I think this should work, but double check the details. Let's call an element in the original array a[i] and one in the prefix array as p[i] where i is the ith element of the respective arrays.
So, say we are at a[i] and we have already computed the value of p[i]. There are three possible cases. If a[i] == a[i+1], then p[i] == p[i+1]. If a[i] < a[i+1], then p[i+1] >= p[i] + 1. This leaves us with the case where a[i] > a[i+1]. In this situation we know that p[i+1] >= p[i].
In the naïve case, we go back through the prefix and start counting items less than a[i]. However, we can do better than that. First, recognize that the minimum value for p[i] is 0 and the maximum is i. Next look at the case of an index j, where i > j. If a[i] >= a[j], then p[i] >= p[j]. If a[i] < a[j], then p[i] <= p[j] + j . So, we can start going backwards through p updating the values for p[i]_min and p[i]_max. If p[i]_min equals p[i]_max, then we have our solution.
Doing a back of the envelope analysis of the algorithm, it has O(n) best case performance. This is the case where the list is already sorted. The worst case is where it is reversed sorted. Then the performance is O(n^2). The average performance is going to be O(k*n) where k is how much one needs to backtrack. My guess is for randomly distributed integers, k will be small.

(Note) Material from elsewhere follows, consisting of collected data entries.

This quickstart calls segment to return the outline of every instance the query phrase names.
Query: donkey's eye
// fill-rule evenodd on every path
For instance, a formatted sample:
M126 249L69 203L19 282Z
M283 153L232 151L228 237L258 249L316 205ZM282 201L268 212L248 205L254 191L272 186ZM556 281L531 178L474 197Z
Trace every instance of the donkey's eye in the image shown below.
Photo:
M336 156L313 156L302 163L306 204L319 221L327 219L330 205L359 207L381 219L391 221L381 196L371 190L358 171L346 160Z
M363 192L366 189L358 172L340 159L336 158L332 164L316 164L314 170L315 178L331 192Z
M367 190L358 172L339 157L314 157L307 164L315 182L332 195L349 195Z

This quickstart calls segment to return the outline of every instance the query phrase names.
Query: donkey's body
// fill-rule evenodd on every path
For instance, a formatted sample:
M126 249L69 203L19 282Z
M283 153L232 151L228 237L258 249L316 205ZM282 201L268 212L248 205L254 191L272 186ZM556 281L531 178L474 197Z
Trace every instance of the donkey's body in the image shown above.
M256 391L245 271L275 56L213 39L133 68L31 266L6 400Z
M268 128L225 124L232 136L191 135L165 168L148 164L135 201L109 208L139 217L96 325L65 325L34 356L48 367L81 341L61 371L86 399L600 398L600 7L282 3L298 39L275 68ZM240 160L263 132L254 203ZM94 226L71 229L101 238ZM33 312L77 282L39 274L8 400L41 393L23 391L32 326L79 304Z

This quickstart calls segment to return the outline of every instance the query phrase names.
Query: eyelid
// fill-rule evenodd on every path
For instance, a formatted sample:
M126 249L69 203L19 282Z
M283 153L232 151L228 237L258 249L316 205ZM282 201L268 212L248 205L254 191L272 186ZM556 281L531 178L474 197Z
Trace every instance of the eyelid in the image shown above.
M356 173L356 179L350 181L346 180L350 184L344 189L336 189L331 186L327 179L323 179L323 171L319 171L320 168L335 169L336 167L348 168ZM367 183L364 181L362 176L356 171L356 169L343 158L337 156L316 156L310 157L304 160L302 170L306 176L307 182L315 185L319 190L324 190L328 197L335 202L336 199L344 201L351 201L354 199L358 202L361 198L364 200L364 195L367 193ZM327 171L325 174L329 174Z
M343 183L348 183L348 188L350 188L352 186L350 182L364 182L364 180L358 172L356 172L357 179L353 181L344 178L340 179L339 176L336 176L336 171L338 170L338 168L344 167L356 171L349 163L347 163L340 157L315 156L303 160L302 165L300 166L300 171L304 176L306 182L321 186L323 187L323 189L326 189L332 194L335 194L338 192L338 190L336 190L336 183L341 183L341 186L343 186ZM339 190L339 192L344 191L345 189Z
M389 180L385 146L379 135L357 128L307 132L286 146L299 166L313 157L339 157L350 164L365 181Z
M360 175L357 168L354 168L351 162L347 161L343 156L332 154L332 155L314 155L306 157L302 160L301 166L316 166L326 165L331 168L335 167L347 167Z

I am also pretty sure there would be ways to optimize this algorithm for cases of partially sorted data. I would look at Timsort for some inspiration on how to do this. It uses run detection to detect partially sorted data. So the basic idea for the algorithm would be to go through the list once and look for runs of data. For ascending runs of data you are going to have the case where p[i+1] = p[i]+1. For descending runs, p[i] = p_run where p_run is the first element in the run.